Dans ce contexte particulièrement tendu, Charlotte vient de prolonger son contrat. "Je devais quitter la Martinique le 2 avril pour un nouveau poste en Métropole. Le Covid chamboule nos plans mais je préfère me rendre utile ici plutôt que de devoir respecter une "quatorzaine" avant d’exercer à nouveau en France." Demeure aussi le problème du retour. Depuis la suspension des vols entre Fort-de-France et la Métropole, pas évident – sinon impossible – de rentrer en France. "Nos vols ont été annulés du jour au lendemain. Nous avons cherché à rentrer par tous les moyens mais les compagnies aériennes n’ont pas joué le jeu. Les prix des billets ont explosé ! Impossible de joindre le service client. À l’aéroport, notre compagnie m’a même demandé de payer 25 euros pour parler à un conseiller. Honteux", plaide Paul. Dans ces conditions, les deux Ruthénois ont décidé de prendre leur mal en patience. "On n’est pas perdus au bout du monde. On a tout ce qu’il faut. Enfin presque", plaisante le kiné pour qui les "faire les courses" s’apparente à un parcours du combattant. "On vit dans petit village de campagne. Les supérettes ont beaucoup de mal à être approvisionnées. Il nous reste Fort-de-France, à une heure de route, avec des rayons vides ou trois yaourts qui te coûtent un bras ! Mais on s’adapte." Avec 128 cas avérés lundi soir, 15 personnes en réanimation et 3 décès, la Martinique est "durement frappée" et "connaît chaque jour une aggravation" du bilan sanitaire lié au coronavirus, déplore le préfet Stanislas Cazelle.

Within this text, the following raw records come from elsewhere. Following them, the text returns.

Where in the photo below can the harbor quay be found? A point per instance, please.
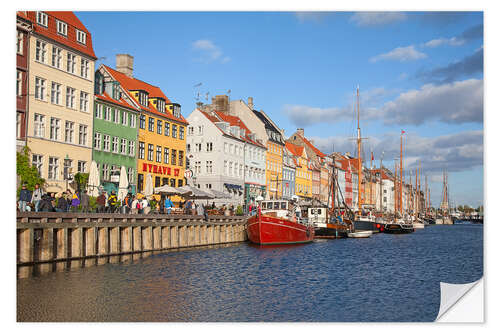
(50, 237)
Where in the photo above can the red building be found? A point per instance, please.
(23, 29)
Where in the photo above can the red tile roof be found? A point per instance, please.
(294, 149)
(70, 40)
(130, 83)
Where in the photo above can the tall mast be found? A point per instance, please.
(401, 175)
(359, 156)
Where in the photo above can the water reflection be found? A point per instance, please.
(386, 278)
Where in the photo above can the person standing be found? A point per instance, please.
(168, 205)
(24, 198)
(145, 206)
(85, 200)
(37, 197)
(101, 203)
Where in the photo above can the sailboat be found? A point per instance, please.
(367, 222)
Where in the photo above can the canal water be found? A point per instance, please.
(382, 278)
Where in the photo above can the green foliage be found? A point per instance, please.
(27, 173)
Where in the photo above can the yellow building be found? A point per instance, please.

Couvre-feu décrété mercredi

Après Mayotte et la Guyane, l’ensemble de la Martinique et de la Guadeloupe sont placées à depuis mercredi soir sous couvre-feu entre 20 heures et 5 heures, pour faire respecter les mesures de confinement destinées à lutter contre l’épidémie de coronavirus. « Les regroupements en fin de journée me préoccupent le plus », a déclaré lors d’une conférence de presse le préfet de Martinique Stanislas Cazelle, qui a aussi décidé de « fermer tous les commerces alimentaires au plus tard à 19 heures ». « Il y a trop de personnes qui vont faire leurs courses trois fois par semaine », « trop de personnes qui continuent à aller trop souvent dans les magasins » pour y retrouver des connaissances, a-t-il encore déploré.